Ce n’est pas un argument solide, réplique Boubacar Bocoum, Gestionnaire de relations clients à Eco-Bank-Guinée,  qui pense qu’une entreprise sérieuse qui travaille bien n’aura pas peur de payer des impôts et taxes.

« Elles ne vont pas mettre de l’argent sans s’assurer que les activités marchent.  Dans les autres pays, l’Etat a mis en place de l’argent pour aider les start-up et le secteur informel pour qu’ils se développent. Quand ces start-up se développent, ils vont payer des impôts et taxes, parfois de l’argent est perdu par l’Etat qui a investi. Peut-être dix sur 100 vont s’en sortir. Mais les dix vont générer de l’argent pour rembourser l’argent perdu. Donc l’Etat doit penser à mettre en place une banque publique d’investissement, ce qui se passe en France par exemple », explique Boubacar Bocoum.

Sinon, ajoute-t-il, les banques commerciales ne financent pas le secteur informel, parce que ce sont les mêmes groupes, les banques en Guinée sont les filiales des autres banques se trouvant au Sénégal, en Côte d’Ivoire, elles ont une politique sou-régionale commune.

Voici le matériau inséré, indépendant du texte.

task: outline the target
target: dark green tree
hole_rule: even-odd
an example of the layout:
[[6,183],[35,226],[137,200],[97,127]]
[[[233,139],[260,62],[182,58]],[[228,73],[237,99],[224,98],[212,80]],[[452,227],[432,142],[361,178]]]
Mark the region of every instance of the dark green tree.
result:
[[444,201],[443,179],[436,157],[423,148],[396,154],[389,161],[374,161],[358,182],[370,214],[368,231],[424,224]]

Emmené à se prononcer sur le rôle que la Banque Centrale de la République de Guinée (BCRG) a à jouer dans cette chaine, une de nos sources indique que celle-ci n’en a aucun même s’il laisse paraitre que le gouvernement a un projet de création d’une banque pour financer l’agro-industrie( un secteur qui attire, de nos jours , beaucoup de jeunes  guinéens). A l’absence d’un financement de ce secteur par aucune banque primaire, les débutants se tournent souvent vers les institutions de microfinances ou des institutions étrangères, à travers les ambassades occidentales, pour trouver des sous.

Selon nos informations, les financements accordés aux activités commerciales d’import-export avoisinent les 70% des crédits commerciales contre moins de 5% pour les crédits agricoles, alors que ce secteur occupe près de 80% de la population active guinéenne.